Jane Hsu is a Professor of the Department of Computer Science and Information Engineering at National Taiwan University, where she served as the Department Chair in 2011 to 2014. As the Director of the NTU IoX Center, established in 2011 as the Intel-NTU Connected Context Computing Center, Prof. Hsu is leading the global research collaboration on Augmented Collective Beings and Internet of Things. With more than 30 years of experience in AI, her research interests include multiagent planning/learning, crowdsourcing, knowledge mining, commonsense computing, and context-aware smart IoT. Prof. Hsu has been actively involved in key international conferences of AAAI, IEEE, and ACM, and served as an executive member of the IEEE Technical Committee on E-Commerce (2000). Having served on the board of Taiwanese Association for Artificial Intelligence since 2004, she was elected the President in 2013 to 2014. Prof. Hsu served on the editorial board of Journal of Information Science and Engineering (2010-), International Journal of Service Oriented Computing and Applications (Springer, 2007-2009) and Intelligent Data Analysis (Elsevier/IOS Press, 1997-2002).

 

 

 

 Chih-Han Yu 游直翰

Chief Executive Officer & Co-Founder Appier

 

Chih-Han Yu is CEO and co-founder of Appier, a technology company that makes it easy for businesses to use artificial intelligence to grow and succeed in a cross screen world.
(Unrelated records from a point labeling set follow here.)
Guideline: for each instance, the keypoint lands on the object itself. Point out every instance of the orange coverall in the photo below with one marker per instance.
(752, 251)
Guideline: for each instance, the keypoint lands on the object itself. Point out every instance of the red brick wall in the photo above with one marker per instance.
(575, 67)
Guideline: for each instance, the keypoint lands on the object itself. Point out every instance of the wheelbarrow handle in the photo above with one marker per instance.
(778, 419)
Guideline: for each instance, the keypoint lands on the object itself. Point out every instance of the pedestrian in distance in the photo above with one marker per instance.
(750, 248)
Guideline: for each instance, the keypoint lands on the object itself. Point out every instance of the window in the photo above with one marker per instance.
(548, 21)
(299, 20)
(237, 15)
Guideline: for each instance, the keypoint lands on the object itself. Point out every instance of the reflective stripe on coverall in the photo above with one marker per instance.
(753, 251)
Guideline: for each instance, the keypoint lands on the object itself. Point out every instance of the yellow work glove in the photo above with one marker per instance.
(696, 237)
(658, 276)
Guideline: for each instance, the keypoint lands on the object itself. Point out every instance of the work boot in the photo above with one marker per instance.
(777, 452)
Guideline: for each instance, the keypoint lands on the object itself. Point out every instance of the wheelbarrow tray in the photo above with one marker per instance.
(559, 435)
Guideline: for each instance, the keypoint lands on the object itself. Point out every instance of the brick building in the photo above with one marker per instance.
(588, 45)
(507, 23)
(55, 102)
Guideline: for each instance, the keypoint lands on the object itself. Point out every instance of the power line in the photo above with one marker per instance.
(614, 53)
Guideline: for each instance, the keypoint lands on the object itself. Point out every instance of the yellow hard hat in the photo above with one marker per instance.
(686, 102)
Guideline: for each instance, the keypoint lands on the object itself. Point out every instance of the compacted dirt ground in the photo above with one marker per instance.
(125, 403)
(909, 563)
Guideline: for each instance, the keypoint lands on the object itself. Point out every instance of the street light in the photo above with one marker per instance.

Under his leadership, Appier has grown from a five person startup to a rapidly growing company with employees throughout Asia.
Yu has authored dozens of research articles in the field of artificial intelligence (AI), robotics and machine learning, and has been awarded two US patents. In 2010 Yu obtained his doctoral degree in computer science from Harvard University, where he collaborated with the Wyss Institute for Biologically Inspired Engineering at Harvard Medical School to develop self-adapting robotics systems to help polio patients walk correctly. His doctoral thesis was nominated as the best thesis of the year in the field of multi-agent AI. Prior to Harvard, Yu earned his master’s degree from Stanford University, where he participated in the school’s champion DARPA Grand Challenge development team, whose winning prototype Stanley laid the basis for Google’s self-driving car project. Most recently, Yu was named a Young Global Leader for 2016 by the World Economic Forum, making Appier the only Asian AI company to make the list.
Before founding Appier, Yu founded and ran Plaxie, an independent game studio focused on developing intelligent mobile and social games.